Однако обманщик моего отца, должно быть, каким-то образом интуитивно почувствовал посылы моего логического самоубийства, потому что придумал нечто, чтобы опередить черную работу смерти. Даже сейчас мне хочется думать, что та вторая встреча с Дрейером не была такой уж случайной, какой он хотел представить ее вначале. Хотя иногда я подозреваю, что именно судьба, если не действия в духе Макиавелли этого Голядкина, привела к нашему противостоянию. Сейчас мне кажется, что любой поворот судьбы, сколь бы странным он ни казался, был для меня связан с именем Тадеуша Дрейера.
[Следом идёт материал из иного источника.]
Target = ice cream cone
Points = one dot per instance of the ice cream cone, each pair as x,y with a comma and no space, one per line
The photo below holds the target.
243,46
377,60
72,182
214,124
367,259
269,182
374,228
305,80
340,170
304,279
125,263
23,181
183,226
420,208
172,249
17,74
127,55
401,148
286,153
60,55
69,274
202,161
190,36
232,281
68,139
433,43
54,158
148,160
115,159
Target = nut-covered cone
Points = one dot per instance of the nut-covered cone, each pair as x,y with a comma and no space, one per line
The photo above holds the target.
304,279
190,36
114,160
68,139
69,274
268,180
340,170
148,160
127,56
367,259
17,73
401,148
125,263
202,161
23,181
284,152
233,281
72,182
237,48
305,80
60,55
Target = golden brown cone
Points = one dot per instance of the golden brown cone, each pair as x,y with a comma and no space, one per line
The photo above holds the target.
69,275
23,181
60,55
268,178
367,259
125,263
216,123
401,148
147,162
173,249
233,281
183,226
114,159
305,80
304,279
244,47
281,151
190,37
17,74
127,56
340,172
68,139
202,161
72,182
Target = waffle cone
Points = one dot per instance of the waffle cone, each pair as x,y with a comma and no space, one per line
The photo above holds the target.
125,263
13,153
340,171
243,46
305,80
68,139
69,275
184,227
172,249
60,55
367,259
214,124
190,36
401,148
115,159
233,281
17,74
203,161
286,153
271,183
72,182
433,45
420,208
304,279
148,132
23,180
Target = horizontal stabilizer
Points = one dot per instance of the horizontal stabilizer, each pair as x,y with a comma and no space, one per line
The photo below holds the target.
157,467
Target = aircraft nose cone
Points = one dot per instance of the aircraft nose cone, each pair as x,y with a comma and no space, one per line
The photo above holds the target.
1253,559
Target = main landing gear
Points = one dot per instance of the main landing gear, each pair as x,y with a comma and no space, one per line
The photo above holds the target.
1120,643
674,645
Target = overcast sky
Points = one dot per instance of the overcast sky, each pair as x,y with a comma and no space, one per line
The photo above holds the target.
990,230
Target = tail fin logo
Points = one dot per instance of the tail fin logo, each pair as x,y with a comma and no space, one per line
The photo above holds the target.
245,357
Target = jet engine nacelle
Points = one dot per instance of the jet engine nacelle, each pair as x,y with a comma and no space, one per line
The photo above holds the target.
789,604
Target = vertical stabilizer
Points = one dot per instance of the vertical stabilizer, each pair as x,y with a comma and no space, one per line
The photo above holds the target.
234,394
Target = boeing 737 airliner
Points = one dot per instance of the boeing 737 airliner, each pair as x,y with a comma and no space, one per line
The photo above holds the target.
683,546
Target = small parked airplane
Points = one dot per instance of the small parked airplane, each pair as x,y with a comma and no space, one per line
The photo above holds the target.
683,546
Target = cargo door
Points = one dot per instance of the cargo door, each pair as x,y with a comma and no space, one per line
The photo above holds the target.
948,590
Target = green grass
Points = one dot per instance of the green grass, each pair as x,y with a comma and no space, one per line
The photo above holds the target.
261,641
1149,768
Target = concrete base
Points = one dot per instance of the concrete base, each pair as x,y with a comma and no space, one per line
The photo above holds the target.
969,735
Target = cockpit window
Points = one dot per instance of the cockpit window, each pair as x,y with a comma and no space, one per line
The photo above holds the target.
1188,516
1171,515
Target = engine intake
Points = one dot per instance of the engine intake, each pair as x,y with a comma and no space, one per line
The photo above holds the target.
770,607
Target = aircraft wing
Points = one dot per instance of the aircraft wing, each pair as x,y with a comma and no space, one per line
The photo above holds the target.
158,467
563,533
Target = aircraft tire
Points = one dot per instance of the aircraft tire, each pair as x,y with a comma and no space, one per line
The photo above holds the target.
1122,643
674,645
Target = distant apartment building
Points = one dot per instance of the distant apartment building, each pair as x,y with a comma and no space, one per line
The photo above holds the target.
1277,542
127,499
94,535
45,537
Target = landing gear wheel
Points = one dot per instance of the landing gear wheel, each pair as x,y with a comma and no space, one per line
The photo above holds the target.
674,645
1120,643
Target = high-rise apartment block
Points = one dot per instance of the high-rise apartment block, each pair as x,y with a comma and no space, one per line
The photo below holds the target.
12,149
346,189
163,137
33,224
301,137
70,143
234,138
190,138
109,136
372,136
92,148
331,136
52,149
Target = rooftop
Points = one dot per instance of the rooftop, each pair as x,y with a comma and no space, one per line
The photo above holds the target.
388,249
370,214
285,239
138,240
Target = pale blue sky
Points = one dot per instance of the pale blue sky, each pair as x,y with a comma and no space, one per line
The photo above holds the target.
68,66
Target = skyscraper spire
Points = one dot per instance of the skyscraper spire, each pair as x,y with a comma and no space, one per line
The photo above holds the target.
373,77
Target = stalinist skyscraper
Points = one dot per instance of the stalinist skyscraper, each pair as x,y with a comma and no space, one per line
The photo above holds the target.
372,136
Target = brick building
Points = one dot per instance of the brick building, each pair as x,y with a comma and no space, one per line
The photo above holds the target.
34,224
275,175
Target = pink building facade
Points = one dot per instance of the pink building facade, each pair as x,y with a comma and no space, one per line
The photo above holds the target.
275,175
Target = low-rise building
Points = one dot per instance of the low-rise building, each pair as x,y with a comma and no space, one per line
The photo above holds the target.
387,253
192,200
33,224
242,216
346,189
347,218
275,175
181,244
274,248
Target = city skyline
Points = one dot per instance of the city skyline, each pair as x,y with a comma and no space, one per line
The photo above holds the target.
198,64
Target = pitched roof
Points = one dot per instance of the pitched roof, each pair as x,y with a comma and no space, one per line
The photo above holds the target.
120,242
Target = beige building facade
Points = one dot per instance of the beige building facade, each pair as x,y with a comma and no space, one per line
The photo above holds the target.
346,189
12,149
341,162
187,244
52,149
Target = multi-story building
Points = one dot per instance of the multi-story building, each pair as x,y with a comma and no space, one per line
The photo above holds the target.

Через несколько недель после того, как войска рейха были окончательно расквартированы в Польше, я оказался на фронте с группой технической поддержки оккупационных войск. В течение более чем трех месяцев, не ведая истинных мотивов, я играл значимую роль в составлении подробной железнодорожной карты германско-польской приграничной зоны, предназначенной, как мне стало известно впоследствии, для придания большей сокрушительной силы первому великому военному наступлению фюрера. Затем мне пришлось заниматься неблагодарной работой по подготовке основ для реконструкции некоторых железных дорог, обеспечивавших перевозку грузов и заключенных в концентрационные лагеря, которые наше руководство начало строить в Польше. Я должен был интуитивно почувствовать, что эти служебные обязанности, с бюрократической точностью записанные в моем приказе о перемещении, заключали в своей глубине отвратительный груз крови, который ложился всей тяжестью на нас со времени подписания Версальского договора в 1919 году. Тем не менее мне было совершенно безразлично, каким именно целям служили мои знания о железных дорогах. В те времена лица, имена и судьбы людей были настолько растворены в анонимности вооруженной толпы, что было бы бесполезным претендовать на то, чтобы водоворот истории мог замедлить свое вращение из-за появления индивидуумов, которых он давил в ходе их хаотического, беспорядочного бегства. Я предчувствовал, что эта новая война была, помимо всего прочего, направлена на подтверждение моей собственной неспособности освободить себя от тени отца и стремления спрятаться хотя бы в фотографию, где моя судьба осталась бы отпечатанной пожизненно.